Credit the visiting Bulls for making the league's best team sweat through the fourth quarter before the Cavs completed their inevitable 112-102 win in Game 2 on Monday.
• Close is not enough. The Bulls were within 96-93 with 4:45 remaining, but then LeBron James outscored them 11-5 to send them back to Chicago down 0-2. His closing flurry included a three, a pair of free throws, a drive and two more jumpers. He finished with 40 points on 23 shots to go with his routine 8 assists, 8 rebounds and 2 blocks -- leading Cleveland in each of those categories on a night when the Bulls held everyone else to 14 points or fewer.
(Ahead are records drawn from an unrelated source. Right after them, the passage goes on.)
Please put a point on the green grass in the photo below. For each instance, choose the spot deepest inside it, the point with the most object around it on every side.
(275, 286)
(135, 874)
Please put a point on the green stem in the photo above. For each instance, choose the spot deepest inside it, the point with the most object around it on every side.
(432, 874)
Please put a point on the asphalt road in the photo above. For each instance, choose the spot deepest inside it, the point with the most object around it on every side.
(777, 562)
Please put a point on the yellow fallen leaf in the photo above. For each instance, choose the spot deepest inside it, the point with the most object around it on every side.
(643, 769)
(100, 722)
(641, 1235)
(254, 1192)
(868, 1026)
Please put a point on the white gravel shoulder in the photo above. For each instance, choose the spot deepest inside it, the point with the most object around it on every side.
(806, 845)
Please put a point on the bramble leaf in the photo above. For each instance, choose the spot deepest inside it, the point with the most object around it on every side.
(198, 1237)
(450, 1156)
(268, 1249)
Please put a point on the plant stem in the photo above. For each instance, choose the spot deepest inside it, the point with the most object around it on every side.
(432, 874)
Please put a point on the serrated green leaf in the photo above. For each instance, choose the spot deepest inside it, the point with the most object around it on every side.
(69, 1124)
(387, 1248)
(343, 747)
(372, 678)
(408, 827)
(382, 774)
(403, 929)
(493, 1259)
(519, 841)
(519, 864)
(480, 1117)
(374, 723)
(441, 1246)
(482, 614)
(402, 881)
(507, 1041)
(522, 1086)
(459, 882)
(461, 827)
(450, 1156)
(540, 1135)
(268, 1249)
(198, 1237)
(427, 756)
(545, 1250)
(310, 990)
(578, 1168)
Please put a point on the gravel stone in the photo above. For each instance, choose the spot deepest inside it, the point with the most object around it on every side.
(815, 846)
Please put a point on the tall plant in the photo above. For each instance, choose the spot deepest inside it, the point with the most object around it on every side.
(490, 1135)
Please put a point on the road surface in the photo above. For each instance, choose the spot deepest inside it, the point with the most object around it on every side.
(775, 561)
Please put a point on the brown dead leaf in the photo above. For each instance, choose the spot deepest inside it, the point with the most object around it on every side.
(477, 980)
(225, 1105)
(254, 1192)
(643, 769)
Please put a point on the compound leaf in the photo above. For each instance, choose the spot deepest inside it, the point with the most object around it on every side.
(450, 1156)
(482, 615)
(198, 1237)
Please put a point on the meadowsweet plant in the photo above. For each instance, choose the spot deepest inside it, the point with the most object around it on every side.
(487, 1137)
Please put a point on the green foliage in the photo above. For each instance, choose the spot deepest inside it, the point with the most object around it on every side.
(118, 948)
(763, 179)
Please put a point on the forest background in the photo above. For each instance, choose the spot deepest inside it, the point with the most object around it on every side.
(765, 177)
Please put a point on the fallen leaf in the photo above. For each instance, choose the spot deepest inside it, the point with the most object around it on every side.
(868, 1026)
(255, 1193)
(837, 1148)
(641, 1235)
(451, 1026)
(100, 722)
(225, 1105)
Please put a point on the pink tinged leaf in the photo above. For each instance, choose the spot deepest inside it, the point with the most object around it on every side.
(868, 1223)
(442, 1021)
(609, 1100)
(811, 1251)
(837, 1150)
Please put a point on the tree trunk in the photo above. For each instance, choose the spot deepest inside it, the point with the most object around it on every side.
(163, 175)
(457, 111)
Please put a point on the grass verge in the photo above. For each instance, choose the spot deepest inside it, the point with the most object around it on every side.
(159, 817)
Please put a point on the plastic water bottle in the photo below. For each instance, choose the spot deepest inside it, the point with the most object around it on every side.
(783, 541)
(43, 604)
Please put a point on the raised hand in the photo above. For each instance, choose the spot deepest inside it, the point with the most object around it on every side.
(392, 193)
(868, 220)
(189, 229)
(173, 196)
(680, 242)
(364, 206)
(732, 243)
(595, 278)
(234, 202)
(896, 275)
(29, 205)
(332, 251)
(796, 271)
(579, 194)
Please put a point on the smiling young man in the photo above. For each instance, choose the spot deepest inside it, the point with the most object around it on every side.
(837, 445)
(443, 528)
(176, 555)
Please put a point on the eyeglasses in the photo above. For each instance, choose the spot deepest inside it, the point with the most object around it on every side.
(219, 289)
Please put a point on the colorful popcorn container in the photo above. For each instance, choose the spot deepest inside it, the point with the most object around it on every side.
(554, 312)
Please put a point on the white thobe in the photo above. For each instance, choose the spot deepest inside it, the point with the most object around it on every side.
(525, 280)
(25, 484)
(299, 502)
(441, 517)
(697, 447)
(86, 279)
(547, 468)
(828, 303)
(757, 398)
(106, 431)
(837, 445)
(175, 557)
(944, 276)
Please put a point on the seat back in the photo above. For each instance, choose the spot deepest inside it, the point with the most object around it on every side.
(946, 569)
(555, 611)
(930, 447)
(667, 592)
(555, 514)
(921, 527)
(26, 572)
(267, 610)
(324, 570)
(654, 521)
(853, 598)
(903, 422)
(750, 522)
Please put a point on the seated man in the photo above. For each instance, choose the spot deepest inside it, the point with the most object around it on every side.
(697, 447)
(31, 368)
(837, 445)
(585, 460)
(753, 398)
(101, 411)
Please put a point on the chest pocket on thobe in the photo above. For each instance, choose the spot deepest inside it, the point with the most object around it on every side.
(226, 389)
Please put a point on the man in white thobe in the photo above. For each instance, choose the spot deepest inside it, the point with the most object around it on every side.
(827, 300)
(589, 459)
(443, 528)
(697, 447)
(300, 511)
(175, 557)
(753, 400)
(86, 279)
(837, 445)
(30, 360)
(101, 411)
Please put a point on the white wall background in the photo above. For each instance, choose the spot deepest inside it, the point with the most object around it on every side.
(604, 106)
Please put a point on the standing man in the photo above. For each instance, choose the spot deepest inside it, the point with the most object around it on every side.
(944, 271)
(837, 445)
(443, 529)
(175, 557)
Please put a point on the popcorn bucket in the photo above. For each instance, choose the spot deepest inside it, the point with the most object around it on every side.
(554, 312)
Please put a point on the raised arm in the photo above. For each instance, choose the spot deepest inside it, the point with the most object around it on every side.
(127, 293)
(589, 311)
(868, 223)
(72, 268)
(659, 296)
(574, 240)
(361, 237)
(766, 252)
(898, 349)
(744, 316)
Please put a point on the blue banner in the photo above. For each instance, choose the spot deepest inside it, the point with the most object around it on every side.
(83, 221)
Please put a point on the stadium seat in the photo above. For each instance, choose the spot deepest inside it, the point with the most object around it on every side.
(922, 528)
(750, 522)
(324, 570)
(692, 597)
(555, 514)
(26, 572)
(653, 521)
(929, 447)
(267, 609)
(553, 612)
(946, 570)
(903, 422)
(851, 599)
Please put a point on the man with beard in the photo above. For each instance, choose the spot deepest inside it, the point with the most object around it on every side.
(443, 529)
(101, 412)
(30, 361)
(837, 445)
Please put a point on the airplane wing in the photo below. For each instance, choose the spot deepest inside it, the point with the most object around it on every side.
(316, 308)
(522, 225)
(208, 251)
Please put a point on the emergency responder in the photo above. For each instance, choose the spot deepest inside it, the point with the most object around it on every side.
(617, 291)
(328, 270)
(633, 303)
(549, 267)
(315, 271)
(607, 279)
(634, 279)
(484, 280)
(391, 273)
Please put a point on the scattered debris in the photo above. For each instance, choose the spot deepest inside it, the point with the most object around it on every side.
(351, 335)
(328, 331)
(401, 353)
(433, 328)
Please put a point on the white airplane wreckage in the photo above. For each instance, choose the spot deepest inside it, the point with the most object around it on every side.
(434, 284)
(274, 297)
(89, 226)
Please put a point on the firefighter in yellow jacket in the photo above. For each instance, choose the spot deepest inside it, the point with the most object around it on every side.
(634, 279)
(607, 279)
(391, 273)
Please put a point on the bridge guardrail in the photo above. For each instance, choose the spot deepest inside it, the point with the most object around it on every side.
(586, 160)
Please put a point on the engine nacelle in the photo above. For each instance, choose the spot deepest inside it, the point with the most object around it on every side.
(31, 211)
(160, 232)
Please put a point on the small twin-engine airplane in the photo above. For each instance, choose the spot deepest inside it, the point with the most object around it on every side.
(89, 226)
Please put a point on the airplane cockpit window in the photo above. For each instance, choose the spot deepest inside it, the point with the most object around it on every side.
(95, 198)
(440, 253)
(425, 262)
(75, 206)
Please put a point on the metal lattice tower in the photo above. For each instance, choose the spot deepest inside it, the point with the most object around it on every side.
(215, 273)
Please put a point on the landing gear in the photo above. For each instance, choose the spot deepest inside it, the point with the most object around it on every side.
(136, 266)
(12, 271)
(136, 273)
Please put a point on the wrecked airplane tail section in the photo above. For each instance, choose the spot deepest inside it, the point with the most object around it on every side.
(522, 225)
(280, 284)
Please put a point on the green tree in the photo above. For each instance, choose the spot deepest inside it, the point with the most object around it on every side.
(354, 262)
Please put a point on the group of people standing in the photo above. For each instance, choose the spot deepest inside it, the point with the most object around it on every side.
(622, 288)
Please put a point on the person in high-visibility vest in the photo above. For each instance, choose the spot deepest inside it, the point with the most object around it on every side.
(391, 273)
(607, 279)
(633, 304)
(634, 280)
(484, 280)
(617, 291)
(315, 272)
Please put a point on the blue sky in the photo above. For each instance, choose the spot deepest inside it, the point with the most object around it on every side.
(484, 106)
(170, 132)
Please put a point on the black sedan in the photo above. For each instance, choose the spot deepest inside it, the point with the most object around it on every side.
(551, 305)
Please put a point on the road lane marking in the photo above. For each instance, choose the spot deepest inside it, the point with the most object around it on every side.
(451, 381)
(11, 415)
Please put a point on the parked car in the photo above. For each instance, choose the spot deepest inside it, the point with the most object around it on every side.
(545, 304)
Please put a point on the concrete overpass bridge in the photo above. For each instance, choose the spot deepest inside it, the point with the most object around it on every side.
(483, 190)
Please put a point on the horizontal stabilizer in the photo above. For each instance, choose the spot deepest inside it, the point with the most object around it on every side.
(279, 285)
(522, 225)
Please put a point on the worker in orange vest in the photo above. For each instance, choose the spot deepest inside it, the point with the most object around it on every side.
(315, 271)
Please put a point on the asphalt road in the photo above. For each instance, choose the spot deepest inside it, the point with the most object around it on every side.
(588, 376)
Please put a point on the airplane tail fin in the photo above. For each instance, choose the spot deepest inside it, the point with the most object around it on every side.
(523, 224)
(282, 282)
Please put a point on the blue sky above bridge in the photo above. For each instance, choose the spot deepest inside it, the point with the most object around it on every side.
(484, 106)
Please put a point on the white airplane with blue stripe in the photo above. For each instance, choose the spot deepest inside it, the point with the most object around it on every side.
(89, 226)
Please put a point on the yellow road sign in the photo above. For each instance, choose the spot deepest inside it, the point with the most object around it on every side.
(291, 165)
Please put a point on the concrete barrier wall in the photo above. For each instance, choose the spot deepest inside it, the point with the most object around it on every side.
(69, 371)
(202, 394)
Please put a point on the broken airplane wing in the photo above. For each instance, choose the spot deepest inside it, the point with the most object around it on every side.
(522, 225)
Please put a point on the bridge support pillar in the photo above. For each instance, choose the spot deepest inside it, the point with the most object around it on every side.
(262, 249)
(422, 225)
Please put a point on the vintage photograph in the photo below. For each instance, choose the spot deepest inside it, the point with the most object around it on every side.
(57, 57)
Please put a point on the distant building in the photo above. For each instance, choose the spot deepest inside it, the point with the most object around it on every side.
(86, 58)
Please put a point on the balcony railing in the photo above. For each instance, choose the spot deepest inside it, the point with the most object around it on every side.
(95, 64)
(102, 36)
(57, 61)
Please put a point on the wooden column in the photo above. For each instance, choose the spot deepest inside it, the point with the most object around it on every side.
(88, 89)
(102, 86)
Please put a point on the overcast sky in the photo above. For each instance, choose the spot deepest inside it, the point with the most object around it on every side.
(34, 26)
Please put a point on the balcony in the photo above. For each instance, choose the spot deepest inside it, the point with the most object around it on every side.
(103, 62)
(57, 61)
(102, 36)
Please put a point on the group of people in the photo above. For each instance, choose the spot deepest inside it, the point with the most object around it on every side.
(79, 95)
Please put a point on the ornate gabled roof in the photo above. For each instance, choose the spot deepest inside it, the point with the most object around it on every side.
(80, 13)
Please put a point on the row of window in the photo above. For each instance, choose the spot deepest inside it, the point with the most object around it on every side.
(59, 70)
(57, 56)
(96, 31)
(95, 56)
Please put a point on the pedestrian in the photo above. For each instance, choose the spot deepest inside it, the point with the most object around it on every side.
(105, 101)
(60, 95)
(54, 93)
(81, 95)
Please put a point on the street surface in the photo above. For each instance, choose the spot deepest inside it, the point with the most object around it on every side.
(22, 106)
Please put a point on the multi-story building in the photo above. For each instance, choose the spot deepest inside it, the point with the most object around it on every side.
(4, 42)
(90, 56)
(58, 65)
An underdog like Chicago -- lacking a go-to scorer since the departure last summer of Ben Gordon -- needs to enter the final minutes with a lead of six to eight points in hope of staving off the expected finishing rally by James.
• Can Chicago improve for Game 3? It's hard to imagine what more the Bulls can do. They received 20 or more points from Joakim Noah, Derrick Rose and Luol Deng, they committed four turnovers overall against one of the league's better defenses and they equalled the larger Cavs on the glass. Maybe they can steal one game at home, but more than likely they'll find the Cavs focused on creating more turnovers and finishing this series quickly.
• Noah impresses. When he wasn't denouncing Kevin Garnett as a dirty player, the Bulls' 25-year-old center was establishing the mood for Game 2 by criticizing Cleveland's quiet downtown. Cavs fans booed him all night but he responded with 25 points on 18 shots (with a steady 5-of-5 performance from the foul line) and 13 rebounds over 41 hyperactive minutes. Noah's mobility limited Shaquille O'Neal to 15 minutes, and afterwards James lauded Cleveland coach Mike Brown for responding with a more agile rotation.
• Jamario Moon, the shooter. The 6-foot-8 Moon was acquired for his athleticism in the open floor, and this season he averaged one three-pointer for every two games -- making him less productive from beyond the arc than end-of-the-bench forward Jawad Williams. But in Game 2, Moon responded to the pressure of a tight game by taking five highly open shots and canning four of them -- all from the three-point line, including three in the final quarter to supplement James. This is an enormously deep and versatile team.
• Cleveland's secondary mission. Apart from finishing off Chicago by Game 4 on Sunday, the Cavs need to use this series to develop the frontcourt rapport around power forward Antawn Jamison (who didn't join Cleveland until February) and centers O'Neal and Zydrunas Ilgauskas (who missed much of the second half of the season). Jamison was a respectable 6-of-12 for his 14 points, but he also commited three turnovers in 30 minutes. Cleveland must use these early games to improve their frontcourt combinations and raise their level of play for May and June.